Глава 16

Глава 16

Было тихо настолько, что стало слышно, как в камине оседают прогоревшие поленья, а по карнизу за окном монотонно барабанит надоедливая мартовская капель. Взгляд уперся в протянутый бокал. В рубиновой глубине, отражая пляску свечей, плескалось вино — темная, насыщенная интригами субстанция.

Коленкур выжидал. На губах посла застыла снисходительная улыбка игрока, только что выложившего на сукно козырного туза. Уверенность в победе сквозила в каждом его движении. И, надо признать, основания для этого имелись весомые.

Предложение манило. Более того — оно сверкало совершенством огранки. Каждое слово било точно в цель, вскрывая самые болезненные, уязвимые точки моего здешнего бытия. Париж. Признание. Свобода от сословной спеси, от страха перед капризами вельмож, от необходимости ломать шапку перед каждым надутым индюком с фамильным гербом. Мне предлагали мир, работающий по внятным чертежам. Систему, где каратность ума и таланта весит больше, чем ветвистое генеалогическое древо.

Будь я действительно всего лишь Григорием, самородком из грязи, ответ прозвучал бы мгновенно. Осушив бокал до дна, я бы уже завтра укладывал инструменты в дорожный сундук. Коленкур прекрасно считывал эти колебания, видел внутреннюю борьбу, отчего его улыбка становилась лишь шире.
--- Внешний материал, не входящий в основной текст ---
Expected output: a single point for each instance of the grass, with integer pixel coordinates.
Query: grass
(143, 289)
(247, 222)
Посол не учитывал лишь одно. За гладким лбом юного мастерового скрывался циничный опыт шестидесятипятилетнего старика из будущего, доподлинно знающего финал этой истории.

Вместо обещанного блеска парижских салонов перед глазами встало багровое зарево над Москвой. Вдоль бесконечного заснеженного тракта, словно рассыпанный бракованный бисер, чернели трупы в обмороженных мундирах. Ветер Березины резал кожу, повсюду слышится предсмертный хрип французской кавалерии, а вдали маячил крошечный скалистый остров — последняя клетка для человека, возомнившего себя богом.

Коленкур протягивал билет в первый класс на самый роскошный лайнер эпохи. Проблема заключалась в том, что я видел пробоину ниже ватерлинии и знал: этот корабль на всех парах несется навстречу своему ледяному аду.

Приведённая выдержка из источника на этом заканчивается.